Senior Liens - Foreclosure

HOA boards are required to collect delinquent assessments to avoid breaching their fiduciary duty: Given that some owners are upside down in their mortgages (they owe more than the property is worth), some cease paying their mortgages and HOA assessments.

To protect the HOA and its members, boards should record a lien against delinquent owners. In addition, boards should record a blanket Request for Notice Under Civil Code Section 29246 so they can quickly learn of the new owner's Identity whenever a lender forecloses. To illustrate how the foreclosure process works, assume the following liens are on a unit/lot.

• First mortgage of $600,000 on property worth $500,000, and

• HOA's assessment lien for $10,000,

If the first mortgage holder (senior lien holder) forecloses ahead of the HOA, the HOA's lien will be extinguished and the $10,000 owed by the delinquent owner becomes unsecured. However, the HOA can still make a claim on any surplus funds resulting from the first mortgage holder's sale. In most cases there are none. Even though the HOA's secured position is extinguished, it can still sue the former owner for a money judgment.

If the mortgage holder begins foreclosure ahead of the HOA, the board should still proceed with its own collection action.
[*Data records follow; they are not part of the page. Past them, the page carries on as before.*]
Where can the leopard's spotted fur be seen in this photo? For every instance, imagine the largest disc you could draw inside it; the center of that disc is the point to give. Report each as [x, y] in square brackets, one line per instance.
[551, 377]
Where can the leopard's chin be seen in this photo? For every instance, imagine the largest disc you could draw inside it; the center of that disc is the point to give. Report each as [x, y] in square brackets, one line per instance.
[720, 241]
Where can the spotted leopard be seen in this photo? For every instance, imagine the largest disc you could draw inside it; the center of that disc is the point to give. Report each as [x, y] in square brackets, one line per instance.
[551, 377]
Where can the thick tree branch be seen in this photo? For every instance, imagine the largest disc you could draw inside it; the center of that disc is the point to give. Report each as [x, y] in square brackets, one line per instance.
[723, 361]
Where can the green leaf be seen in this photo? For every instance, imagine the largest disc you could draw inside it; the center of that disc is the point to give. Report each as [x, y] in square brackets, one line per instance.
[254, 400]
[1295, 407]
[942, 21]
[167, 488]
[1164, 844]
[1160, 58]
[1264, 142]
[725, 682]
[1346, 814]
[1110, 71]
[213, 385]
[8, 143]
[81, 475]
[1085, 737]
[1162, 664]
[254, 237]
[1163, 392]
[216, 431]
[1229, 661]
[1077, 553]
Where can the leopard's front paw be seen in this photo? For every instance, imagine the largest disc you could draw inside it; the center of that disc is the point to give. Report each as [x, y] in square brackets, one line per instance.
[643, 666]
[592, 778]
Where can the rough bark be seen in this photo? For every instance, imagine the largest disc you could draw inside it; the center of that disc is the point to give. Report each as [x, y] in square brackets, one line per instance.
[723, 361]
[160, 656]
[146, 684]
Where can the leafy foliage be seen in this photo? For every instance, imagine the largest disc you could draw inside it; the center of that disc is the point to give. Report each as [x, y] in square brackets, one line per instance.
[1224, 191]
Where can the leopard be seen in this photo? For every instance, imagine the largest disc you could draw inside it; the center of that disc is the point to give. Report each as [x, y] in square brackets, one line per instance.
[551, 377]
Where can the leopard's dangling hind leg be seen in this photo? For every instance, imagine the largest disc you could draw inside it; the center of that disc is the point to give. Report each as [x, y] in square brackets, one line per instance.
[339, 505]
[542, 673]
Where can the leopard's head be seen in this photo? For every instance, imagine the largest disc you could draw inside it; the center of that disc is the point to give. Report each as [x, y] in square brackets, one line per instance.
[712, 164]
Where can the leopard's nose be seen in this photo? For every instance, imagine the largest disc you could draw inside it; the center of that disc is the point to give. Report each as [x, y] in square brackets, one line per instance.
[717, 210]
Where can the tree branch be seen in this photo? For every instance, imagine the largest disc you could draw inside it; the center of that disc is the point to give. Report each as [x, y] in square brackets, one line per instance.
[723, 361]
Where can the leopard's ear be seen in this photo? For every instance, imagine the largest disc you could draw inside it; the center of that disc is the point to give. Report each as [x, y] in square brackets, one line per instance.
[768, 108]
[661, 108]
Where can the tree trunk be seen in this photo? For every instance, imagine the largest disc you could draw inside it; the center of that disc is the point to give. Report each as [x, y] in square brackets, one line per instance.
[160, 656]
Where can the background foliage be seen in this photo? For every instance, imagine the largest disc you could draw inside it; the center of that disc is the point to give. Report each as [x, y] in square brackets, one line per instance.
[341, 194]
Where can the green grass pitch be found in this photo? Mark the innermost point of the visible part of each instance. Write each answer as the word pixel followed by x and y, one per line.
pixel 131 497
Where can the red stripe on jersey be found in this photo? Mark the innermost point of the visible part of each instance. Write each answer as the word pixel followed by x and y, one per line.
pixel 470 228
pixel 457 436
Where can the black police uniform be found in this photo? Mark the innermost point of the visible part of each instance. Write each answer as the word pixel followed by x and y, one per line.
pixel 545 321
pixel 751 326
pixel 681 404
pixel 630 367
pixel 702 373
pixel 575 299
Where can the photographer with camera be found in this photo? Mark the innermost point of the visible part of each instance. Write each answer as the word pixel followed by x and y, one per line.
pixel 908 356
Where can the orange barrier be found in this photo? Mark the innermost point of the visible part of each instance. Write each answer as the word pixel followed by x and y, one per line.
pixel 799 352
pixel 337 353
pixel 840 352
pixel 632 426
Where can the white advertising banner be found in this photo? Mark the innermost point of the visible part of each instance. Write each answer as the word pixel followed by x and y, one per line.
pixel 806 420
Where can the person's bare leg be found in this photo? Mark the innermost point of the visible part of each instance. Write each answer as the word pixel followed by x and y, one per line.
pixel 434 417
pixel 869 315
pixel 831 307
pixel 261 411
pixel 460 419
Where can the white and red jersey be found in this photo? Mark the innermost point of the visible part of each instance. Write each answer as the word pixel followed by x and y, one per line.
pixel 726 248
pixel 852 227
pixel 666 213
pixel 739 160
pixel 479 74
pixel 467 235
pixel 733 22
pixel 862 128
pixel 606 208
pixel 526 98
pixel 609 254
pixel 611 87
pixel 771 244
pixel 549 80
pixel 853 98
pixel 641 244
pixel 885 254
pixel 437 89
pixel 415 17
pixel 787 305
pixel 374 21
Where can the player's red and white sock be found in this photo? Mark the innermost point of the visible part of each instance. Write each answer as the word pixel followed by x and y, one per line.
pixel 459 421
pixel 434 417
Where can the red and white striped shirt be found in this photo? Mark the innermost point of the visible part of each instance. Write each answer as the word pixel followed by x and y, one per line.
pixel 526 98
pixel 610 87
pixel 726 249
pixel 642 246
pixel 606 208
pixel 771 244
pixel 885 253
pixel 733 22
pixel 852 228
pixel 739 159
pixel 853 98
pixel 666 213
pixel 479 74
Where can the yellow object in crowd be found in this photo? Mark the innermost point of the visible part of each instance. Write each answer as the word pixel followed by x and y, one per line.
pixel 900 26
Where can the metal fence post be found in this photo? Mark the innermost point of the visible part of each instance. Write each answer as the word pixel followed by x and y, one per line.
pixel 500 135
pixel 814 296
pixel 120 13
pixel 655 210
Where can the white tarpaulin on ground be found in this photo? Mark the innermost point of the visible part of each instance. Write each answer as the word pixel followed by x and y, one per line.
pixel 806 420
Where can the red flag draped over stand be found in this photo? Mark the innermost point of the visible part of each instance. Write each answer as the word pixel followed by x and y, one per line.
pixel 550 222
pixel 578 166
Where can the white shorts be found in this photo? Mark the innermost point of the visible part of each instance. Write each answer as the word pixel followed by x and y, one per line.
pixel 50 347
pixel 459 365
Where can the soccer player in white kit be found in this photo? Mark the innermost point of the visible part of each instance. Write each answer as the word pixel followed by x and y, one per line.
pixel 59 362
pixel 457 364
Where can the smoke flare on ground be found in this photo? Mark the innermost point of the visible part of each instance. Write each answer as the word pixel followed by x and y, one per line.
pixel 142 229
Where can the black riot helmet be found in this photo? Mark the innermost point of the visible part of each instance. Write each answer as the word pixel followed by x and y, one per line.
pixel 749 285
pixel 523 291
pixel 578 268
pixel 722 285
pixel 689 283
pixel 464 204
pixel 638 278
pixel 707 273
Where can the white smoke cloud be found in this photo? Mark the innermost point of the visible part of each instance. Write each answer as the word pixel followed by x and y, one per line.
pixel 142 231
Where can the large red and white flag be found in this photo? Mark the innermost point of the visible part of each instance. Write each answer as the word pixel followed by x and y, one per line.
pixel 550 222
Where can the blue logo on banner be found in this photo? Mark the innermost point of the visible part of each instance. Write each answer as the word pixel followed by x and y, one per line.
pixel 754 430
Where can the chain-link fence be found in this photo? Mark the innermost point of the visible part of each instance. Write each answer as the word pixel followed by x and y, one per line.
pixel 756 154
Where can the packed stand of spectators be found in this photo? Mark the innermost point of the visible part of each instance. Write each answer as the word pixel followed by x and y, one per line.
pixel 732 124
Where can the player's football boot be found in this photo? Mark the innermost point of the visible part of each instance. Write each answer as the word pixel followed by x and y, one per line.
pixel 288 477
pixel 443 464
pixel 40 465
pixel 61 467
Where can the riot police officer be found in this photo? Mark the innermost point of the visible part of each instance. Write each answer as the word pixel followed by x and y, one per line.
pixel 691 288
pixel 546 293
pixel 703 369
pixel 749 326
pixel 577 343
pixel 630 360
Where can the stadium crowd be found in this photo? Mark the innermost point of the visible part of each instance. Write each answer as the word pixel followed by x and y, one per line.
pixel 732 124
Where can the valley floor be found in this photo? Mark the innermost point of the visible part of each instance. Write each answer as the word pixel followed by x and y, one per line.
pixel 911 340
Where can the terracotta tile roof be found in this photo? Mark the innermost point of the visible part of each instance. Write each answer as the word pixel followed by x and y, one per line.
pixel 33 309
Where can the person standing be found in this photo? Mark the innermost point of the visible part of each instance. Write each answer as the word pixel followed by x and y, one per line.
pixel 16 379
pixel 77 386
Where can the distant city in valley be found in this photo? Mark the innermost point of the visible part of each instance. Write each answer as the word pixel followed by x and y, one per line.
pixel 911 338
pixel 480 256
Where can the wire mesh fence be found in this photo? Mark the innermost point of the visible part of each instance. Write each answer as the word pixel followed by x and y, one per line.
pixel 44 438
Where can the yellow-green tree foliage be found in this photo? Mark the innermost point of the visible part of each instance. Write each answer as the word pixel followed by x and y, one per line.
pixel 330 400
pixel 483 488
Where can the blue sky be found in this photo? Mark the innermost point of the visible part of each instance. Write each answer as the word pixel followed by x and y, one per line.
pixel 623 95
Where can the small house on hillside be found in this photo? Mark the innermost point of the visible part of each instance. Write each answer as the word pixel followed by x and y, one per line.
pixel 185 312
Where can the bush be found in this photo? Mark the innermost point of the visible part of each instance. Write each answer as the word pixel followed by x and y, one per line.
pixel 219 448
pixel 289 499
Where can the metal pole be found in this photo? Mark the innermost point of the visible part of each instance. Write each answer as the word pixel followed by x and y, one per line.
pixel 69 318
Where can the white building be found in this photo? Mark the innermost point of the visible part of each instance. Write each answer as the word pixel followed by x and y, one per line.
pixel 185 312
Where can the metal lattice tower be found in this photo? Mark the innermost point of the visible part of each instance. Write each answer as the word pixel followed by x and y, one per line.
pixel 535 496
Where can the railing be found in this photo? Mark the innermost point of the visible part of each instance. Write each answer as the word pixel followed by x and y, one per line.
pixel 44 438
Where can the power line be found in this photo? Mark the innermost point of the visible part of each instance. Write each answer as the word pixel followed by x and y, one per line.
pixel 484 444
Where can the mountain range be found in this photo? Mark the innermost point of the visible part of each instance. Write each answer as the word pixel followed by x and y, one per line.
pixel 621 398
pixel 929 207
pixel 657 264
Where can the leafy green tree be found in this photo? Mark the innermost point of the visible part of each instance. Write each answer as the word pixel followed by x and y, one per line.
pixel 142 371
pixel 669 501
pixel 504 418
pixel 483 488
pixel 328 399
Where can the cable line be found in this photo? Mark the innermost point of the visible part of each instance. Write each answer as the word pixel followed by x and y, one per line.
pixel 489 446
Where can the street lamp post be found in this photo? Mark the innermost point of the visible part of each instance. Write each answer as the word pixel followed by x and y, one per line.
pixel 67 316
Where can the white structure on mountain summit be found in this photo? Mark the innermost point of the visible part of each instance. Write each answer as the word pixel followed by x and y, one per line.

Waiting for the lender is a bad idea since the bank's sale might be delayed for a long period of time, and would leave the HOA even further behind in its collection efforts. Lender foreclosures may be delayed because:

• The lender is slow to pursue the sale due to internal issues,

• The lender makes a conscious decision not to sell because it does not want the property in its portfolio,

• The owner works out a repayment plan with the lender,

• The owner stops the sale by curing the default, or

• The owner negotiates a short sale with the lender.